Mrs Terwiliger’s eyebrows went up so high on her head they were in danger of being lost in her dyed hair for ever. “Sweetcheeks! Sweetcheeks Grabowski? I’ve read about you in the newspaper.”
“We found your monkeys,” said the handsome man. “I was looking for one in particular, but it seems to be missing. Among other things.” He looked pointedly at the safe behind the mirror. “My friend here thought he smelled something in your not-so-secret room. Something that he’s wanted a very long time.”
The rat man snuffled dispiritedly. “Kitty.”
Mrs Terwiliger covered her mouth with her hand. “It’s gone? Well, obviously, that horrible child stole it.”
“Which horrible child are you referring to?”
But Mrs Terwiliger was too distraught to notice the menace in the man’s voice. Perhaps she sensed a kindred spirit. Or maybe she thought that Sweetcheeks and the rat man were some crack team of undercover policemen that had been sent to arrest her. In any case, she leaned against the wall and began to cry (or at least
tried to look like she was crying; excessive eye surgery had dried up her tear ducts for good). “My life is ruined!”

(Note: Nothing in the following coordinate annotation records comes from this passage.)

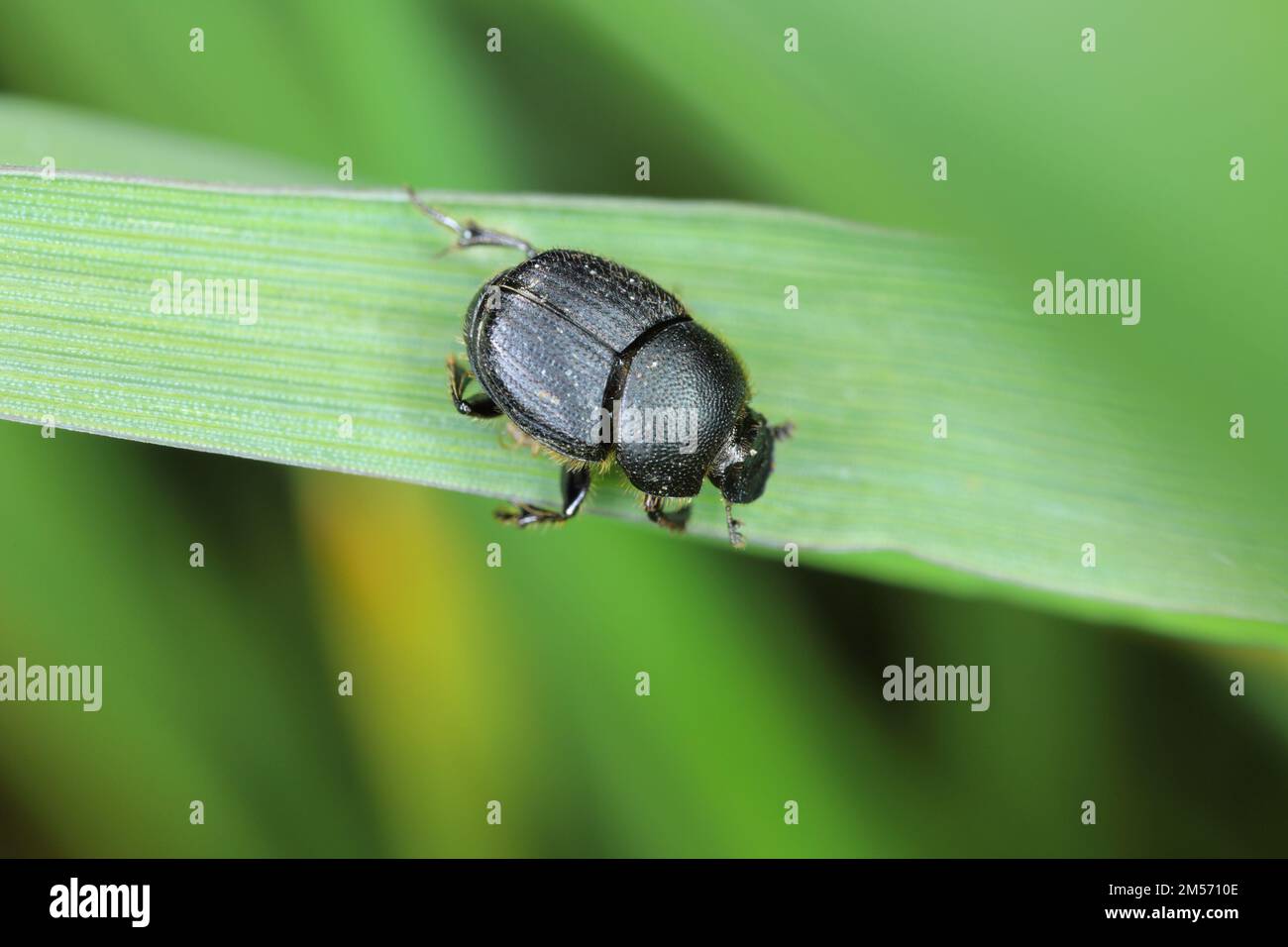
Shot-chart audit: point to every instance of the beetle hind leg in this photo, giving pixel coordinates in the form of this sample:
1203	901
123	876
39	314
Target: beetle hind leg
576	488
475	406
675	521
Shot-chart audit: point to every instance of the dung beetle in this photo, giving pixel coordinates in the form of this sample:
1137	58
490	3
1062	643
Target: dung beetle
595	363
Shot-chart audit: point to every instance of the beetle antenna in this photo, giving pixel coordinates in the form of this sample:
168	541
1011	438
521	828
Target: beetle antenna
735	539
469	234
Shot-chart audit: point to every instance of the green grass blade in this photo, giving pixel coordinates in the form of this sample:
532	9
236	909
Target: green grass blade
356	316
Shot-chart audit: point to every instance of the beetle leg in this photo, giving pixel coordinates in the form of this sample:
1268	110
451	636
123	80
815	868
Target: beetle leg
477	405
576	488
675	521
469	234
735	539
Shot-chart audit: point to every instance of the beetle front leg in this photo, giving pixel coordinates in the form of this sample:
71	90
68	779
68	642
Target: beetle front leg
469	234
477	405
675	521
576	488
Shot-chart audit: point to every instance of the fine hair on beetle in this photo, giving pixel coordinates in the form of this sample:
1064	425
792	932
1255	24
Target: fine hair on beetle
566	338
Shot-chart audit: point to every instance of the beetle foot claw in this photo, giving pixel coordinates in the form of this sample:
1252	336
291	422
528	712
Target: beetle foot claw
524	514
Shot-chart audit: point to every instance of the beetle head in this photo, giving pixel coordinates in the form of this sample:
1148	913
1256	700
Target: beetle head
743	466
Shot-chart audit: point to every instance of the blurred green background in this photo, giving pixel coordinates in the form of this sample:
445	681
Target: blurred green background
518	684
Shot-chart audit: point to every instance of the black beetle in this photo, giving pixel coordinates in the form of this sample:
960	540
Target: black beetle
596	363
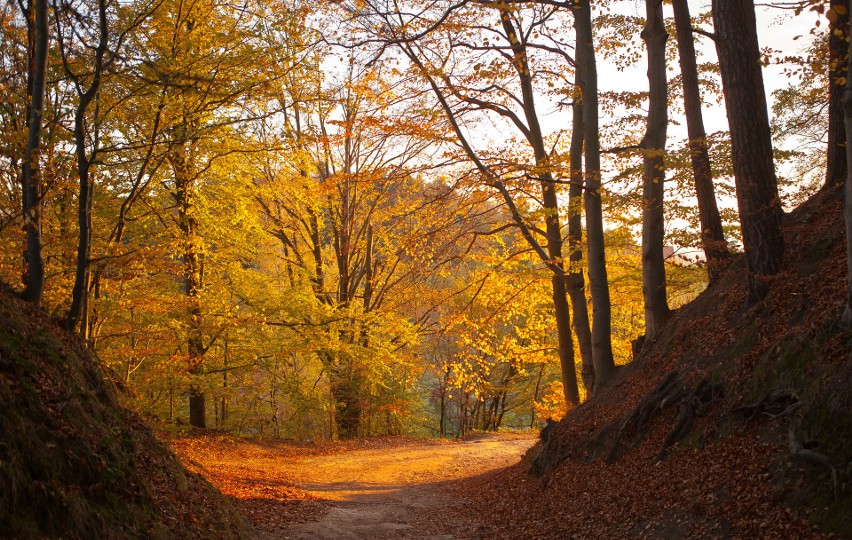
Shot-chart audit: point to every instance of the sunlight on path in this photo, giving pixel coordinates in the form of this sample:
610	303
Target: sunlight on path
391	493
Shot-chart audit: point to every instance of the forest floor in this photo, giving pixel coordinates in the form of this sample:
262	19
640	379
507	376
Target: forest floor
389	487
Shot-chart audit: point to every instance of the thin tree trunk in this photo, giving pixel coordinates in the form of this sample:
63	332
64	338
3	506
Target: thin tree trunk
847	191
79	295
184	195
575	281
31	171
653	147
838	33
553	227
598	283
757	186
712	235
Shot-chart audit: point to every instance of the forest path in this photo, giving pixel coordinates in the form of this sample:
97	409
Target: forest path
371	489
391	492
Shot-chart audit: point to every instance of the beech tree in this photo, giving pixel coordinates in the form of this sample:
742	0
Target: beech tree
846	318
712	235
36	15
838	36
653	146
751	144
587	77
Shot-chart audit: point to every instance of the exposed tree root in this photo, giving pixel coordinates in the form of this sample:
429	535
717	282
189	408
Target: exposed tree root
773	403
799	452
670	392
550	454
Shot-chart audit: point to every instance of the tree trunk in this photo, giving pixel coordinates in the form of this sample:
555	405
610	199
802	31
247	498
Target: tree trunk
37	38
598	284
653	173
79	295
757	186
838	33
553	227
184	195
712	235
847	191
575	281
346	395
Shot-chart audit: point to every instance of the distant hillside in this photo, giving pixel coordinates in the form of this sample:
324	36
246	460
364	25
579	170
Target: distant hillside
74	463
735	423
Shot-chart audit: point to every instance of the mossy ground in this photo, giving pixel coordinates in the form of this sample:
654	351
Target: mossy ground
74	463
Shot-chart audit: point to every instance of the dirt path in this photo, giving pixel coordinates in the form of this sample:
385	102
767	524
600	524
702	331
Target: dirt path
365	489
391	492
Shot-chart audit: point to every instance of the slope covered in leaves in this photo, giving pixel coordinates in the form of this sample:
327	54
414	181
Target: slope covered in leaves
73	462
736	422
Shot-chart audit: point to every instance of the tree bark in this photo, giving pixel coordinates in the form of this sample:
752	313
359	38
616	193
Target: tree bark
712	235
598	283
838	33
31	181
575	280
757	186
345	391
653	147
553	227
184	195
79	295
847	190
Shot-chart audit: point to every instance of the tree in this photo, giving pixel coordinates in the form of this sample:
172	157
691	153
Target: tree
587	78
712	234
846	318
751	144
653	147
838	36
31	182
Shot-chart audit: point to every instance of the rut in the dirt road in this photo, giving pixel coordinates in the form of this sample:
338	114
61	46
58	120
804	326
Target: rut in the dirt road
389	490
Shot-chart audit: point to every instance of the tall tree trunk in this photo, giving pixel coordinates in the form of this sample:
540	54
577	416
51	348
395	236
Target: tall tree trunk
346	393
751	144
838	33
587	76
712	235
847	190
79	294
653	147
575	280
37	38
553	227
184	195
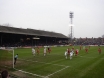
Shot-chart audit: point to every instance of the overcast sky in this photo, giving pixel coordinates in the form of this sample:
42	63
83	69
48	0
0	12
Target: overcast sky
53	15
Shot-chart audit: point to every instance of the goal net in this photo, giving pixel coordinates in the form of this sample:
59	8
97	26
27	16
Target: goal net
6	58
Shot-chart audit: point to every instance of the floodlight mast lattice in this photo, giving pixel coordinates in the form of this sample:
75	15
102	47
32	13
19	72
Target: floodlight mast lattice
71	16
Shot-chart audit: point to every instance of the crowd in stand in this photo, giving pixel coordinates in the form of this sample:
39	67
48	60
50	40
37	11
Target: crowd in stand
75	41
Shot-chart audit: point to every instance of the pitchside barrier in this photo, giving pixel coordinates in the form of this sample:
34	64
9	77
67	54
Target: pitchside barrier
7	57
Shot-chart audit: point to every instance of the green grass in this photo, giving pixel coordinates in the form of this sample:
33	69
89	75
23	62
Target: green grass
54	65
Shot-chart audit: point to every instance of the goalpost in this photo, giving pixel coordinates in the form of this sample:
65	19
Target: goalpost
7	58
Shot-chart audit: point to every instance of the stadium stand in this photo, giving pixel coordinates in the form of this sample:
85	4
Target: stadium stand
14	37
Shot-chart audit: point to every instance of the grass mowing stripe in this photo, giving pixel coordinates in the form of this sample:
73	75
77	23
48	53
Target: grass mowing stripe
57	71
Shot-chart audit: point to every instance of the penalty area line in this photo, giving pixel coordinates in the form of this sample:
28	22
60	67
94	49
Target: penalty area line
30	73
57	71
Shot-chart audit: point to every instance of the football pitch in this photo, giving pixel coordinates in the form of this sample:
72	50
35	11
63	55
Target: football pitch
54	65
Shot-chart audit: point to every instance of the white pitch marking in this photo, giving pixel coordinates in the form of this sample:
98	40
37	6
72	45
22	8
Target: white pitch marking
45	63
30	73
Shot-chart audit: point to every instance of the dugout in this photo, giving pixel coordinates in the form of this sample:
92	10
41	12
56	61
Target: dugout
15	37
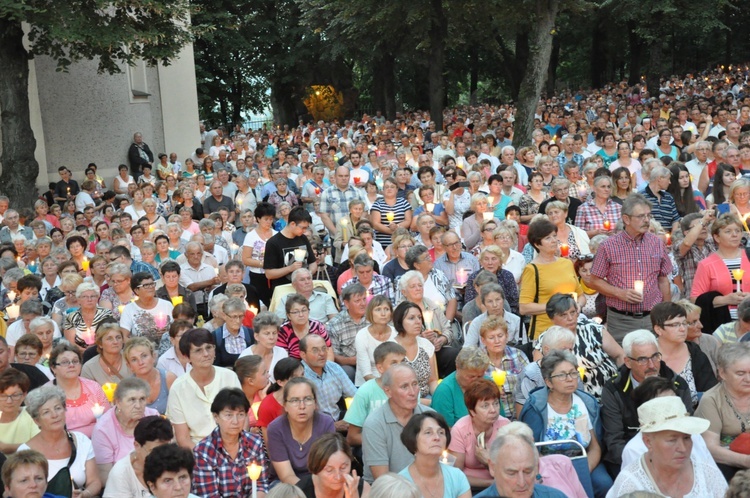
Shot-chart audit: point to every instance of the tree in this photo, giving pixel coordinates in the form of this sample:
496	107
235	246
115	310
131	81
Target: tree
112	32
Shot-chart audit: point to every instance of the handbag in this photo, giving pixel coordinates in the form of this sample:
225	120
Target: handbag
62	484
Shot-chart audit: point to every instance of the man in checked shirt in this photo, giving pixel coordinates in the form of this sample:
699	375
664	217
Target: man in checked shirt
631	270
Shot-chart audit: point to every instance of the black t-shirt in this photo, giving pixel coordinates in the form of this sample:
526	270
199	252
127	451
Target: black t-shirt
280	254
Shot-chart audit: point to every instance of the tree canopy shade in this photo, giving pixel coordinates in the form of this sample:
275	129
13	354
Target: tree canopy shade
112	32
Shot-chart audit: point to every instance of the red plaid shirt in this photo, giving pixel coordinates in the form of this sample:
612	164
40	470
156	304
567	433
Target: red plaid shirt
217	474
588	216
622	260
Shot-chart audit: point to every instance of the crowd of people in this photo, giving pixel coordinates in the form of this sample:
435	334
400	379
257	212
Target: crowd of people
381	308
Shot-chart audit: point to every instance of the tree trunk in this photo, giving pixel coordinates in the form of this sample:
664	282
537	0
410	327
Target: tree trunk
438	33
540	50
19	166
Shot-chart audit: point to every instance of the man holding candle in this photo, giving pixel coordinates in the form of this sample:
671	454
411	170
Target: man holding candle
633	254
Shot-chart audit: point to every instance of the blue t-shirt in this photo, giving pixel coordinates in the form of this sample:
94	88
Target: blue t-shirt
455	482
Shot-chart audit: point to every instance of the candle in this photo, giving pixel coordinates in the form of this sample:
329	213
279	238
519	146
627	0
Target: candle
737	275
109	390
638	286
97	410
253	472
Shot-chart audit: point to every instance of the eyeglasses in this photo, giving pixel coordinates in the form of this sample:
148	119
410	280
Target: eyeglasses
572	375
644	360
307	401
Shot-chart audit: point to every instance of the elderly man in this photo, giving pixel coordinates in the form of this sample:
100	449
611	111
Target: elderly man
664	207
334	202
322	306
343	328
454	259
198	276
514	464
13	228
619	415
216	200
382	448
633	255
328	376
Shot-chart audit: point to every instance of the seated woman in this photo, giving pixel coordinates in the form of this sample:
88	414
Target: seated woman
473	434
113	435
561	411
426	436
241	449
69	453
296	430
110	364
330	464
668	467
16	425
82	394
168	472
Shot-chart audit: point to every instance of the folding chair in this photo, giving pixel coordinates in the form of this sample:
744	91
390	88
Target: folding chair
580	463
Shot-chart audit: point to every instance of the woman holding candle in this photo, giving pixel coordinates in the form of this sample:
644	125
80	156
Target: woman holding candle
140	354
378	314
427	436
719	285
112	438
110	364
119	293
296	430
82	394
389	213
79	325
60	444
241	449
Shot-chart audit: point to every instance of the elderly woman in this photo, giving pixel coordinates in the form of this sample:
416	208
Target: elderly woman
426	436
472	434
113	438
69	453
546	275
489	259
110	364
296	430
232	338
16	425
668	466
82	394
241	449
597	351
140	355
573	241
379	314
298	325
599	212
723	406
80	324
714	287
555	338
437	327
669	321
471	232
561	411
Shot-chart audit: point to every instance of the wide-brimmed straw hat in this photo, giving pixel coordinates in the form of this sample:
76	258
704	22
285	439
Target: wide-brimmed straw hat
668	413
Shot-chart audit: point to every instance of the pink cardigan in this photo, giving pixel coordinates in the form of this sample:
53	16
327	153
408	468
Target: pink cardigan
713	275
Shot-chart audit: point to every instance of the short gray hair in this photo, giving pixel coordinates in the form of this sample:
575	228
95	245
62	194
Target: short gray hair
39	396
640	337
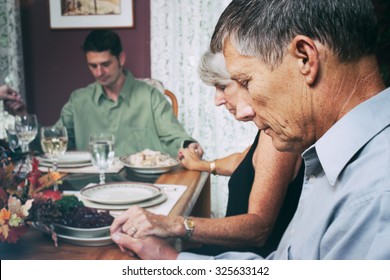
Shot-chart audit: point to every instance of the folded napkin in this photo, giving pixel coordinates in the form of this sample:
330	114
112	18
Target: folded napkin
116	166
173	193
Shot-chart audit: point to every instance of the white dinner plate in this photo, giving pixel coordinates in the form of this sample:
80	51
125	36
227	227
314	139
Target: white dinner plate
69	158
144	204
65	165
120	193
96	241
148	169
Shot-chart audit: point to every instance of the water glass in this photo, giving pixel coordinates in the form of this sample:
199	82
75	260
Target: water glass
26	128
54	142
101	147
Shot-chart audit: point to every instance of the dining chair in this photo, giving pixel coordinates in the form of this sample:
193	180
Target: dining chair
160	86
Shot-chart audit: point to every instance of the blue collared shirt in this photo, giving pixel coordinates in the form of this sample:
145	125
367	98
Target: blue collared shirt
344	209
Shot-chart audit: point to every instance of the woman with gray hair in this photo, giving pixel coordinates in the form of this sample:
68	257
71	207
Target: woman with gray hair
260	204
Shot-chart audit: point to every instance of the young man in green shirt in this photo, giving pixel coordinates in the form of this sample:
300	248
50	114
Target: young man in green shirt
138	115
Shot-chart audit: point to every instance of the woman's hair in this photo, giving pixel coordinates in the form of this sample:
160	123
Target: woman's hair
212	70
103	40
265	28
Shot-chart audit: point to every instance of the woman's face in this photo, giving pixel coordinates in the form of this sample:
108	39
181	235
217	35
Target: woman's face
236	100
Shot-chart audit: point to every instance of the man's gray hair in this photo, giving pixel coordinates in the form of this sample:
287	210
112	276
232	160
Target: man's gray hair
212	70
265	28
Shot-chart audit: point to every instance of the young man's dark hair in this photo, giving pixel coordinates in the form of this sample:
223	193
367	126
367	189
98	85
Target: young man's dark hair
103	40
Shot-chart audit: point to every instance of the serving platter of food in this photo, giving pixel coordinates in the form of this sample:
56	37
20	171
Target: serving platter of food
149	162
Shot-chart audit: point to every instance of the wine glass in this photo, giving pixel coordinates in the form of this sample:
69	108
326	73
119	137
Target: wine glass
101	146
26	128
54	142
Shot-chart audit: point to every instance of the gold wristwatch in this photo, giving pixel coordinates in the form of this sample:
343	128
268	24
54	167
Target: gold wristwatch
189	225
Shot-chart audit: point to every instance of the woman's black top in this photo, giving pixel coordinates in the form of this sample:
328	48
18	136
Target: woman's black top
240	186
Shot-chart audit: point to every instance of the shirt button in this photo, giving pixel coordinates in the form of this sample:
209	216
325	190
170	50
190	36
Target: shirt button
312	179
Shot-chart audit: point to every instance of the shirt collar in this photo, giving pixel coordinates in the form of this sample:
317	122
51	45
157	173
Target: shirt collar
99	93
346	137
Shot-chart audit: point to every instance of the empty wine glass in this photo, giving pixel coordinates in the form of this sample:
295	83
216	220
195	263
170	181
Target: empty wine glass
54	142
26	128
101	146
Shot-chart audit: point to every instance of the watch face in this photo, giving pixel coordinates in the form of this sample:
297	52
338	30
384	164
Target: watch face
190	224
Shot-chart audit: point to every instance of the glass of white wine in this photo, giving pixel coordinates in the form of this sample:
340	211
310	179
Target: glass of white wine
26	128
54	142
101	146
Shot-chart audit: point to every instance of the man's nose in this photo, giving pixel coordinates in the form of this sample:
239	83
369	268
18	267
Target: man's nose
245	113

“Oh, please,” said Sweetcheeks. “Let’s not be overly dramatic.”
“That evil, ungrateful, nasty, dirty, lying—”
“Yes, yes, we get your point.”
“She stole my cat!”
“Your cat? She stole it? Who’s she?”
“Gurl!” Mrs Terwiliger said irritably. Mrs Terwiliger stopped blubbering to stare at Sweetcheeks. “Oh! Oh!” she said. “Did the animal belong to you? If I had known that it—she…er, the cat had a proper owner, I never would have kept her, never.”
“Right,” said Sweetcheeks. “Let’s talk about this girl who stole the cat. Or rather, where she went.”
“But I don’t know where she went. I don’t! I swear on my life!”
“Yes,” said Sweetcheeks, stepping back to allow another man entry into the bathroom, a man with a glinting silver zipper like a dagger across his face. “You certainly do.”
Chapter 18
Run
FREEDOM! ONCE GURL AND BUG travelled a few invisible blocks, an invisible cat snuggled in an invisible sling, they were drunk with it. They were free! Free from Mrs Terwiliger. Free from the hopelessness of Hope House.
Free!
Bug’s hand quivered in Gurl’s; she was sure she could feel his heart beating in his fingertips. As they walked, she saw notices for Flyfest, the city’s annual flying festival. Even though she couldn’t see Bug, she knew he was itching to fly. She wondered aloud why he wasn’t.
“I want to,” he told her, “but I want to wait until we’re far away from Hope House and we have plenty of room. I’m going to fly as high as I possibly can. Higher than we did before. Higher,” he said, “than anyone ever has.”
His words were so serious that she didn’t dare make a joke or question him. So they kept moving. Noodle curled up in the sling and napped, purring loudly. After a while Gurl’s legs started to ache and her eyes got tired. Her mouth was dry and her stomach growled. Plus, it was cold.